Mais les hauts et les bas avec l’Espagne sont des choses courantes dans la relation entre pays voisins. Ce qui intrigue les intellectuels marocains c’est la volonté de notre gouvernement d’ouvrir plusieurs fronts diplomatiques en même temps.
En mars dernier, le Maroc fait une annonce violente et inattendue à l’encontre de l’Allemagne. Notre pays en veut à la quatrième puissance mondiale qui s’est opposée à la décision de l’administration américaine.

Certes, le Maroc est droit dans ses bottes et agit droitement pour défendre sa souveraineté et c’est normal. Mais peut-on provoquer des emballements diplomatiques à la chaîne avec des alliés aussi stratégiques en faisant fi de la coopération? Pour ne prendre que l’exemple de l’Allemagne, en 2020 l’Etat fédéral a déboursé en faveur du Royaume plus de 1,3 milliard d’euros de crédits et de dons.

Je crains que cette multitude de crises diplomatiques et leur intensité n’ait changé le regard de l’élite européenne sur notre pays. Si le Maroc était jusque-là perçu comme un verre à moitié plein, aujourd’hui on leur a donné l’opportunité de voir ce verre à moitié vide (…)
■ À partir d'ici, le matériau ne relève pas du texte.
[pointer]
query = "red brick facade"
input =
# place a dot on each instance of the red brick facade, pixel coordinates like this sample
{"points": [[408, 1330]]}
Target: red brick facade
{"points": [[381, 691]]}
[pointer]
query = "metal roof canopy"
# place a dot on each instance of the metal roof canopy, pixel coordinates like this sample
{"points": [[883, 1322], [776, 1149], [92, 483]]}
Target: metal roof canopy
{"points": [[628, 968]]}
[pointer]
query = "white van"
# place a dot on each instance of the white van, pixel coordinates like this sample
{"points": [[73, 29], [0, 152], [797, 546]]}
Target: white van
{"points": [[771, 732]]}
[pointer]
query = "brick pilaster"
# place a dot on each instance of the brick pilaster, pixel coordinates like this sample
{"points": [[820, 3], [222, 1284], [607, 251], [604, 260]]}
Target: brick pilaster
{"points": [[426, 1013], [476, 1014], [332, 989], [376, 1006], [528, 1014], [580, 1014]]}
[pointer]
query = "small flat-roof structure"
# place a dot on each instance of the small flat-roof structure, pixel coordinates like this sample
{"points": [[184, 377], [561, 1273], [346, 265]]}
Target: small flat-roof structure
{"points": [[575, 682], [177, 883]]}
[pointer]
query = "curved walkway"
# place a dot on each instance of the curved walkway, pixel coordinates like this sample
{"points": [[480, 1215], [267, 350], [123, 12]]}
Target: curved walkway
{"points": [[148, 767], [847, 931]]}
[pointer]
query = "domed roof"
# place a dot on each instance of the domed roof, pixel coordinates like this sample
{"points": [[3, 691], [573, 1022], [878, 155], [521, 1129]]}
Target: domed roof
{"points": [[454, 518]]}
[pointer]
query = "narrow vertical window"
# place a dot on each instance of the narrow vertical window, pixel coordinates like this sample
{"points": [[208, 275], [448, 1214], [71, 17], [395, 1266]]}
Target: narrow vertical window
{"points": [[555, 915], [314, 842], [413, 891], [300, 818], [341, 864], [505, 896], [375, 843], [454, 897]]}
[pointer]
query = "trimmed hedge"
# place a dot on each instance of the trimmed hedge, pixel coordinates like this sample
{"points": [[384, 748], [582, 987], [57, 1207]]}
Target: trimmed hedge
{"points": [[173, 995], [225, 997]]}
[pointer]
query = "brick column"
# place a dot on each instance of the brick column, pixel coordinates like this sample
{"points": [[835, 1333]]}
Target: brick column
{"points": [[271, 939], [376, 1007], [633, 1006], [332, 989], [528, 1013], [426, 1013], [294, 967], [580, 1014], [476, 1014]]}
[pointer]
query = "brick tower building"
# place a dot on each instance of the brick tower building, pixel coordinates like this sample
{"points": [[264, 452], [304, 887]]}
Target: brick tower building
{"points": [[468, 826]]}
Comme le rappelait d’ailleurs un éditorialiste du quotidien Le Monde du 21 mai, la crise de Sebta a mis en exergue aux yeux du monde «la précarité sociale dans laquelle végètent des catégories entières de la population (ndlr: marocaine), à mille lieues du Maroc scintillant». Et de se demander si l’Europe ne devrait pas sortir de cette naïveté du regard porté sur le Maroc.

Si notre pays avait déjà des difficultés à se faire entendre à Bruxelles sur des sujets de coopération, la crise avec l’Espagne et l’Allemagne risque de rendre notre message encore moins audible. Ne sous-estimons pas les principes de solidarité européenne.

Le Maroc est-il en position de se mettre à dos l’Europe? La réponse est bien évidemment non. Le feuillage de notre pays respire en Europe, comme l’avait si bien dit feu Hassan II et on respirera toujours de l’Europe. A moins qu’on puisse mettre notre cher pays sur un bateau et le pousser vers un autre continent, notre proximité avec le Vieux Continent est une interdépendance mais surtout un atout considérable qui attise même la jalousie de bon nombre de pays arabes et africains.
Les investissements étrangers au Maroc c’est l’Europe, l’appui historique pour notre cause nationale c’est l’Europe, l’aide et les financements étrangers viennent aussi de l’Europe.
A nous de savoir préserver cet atout, l’exploiter avec diplomatie et un sens de l’intérêt national sur le long terme.

De grâce, ne perdons plus un temps que nous n’avons plus en postures grandiloquentes pour nourrir un dogmatisme qui n’a pour ambition que la gestion de l’instantané.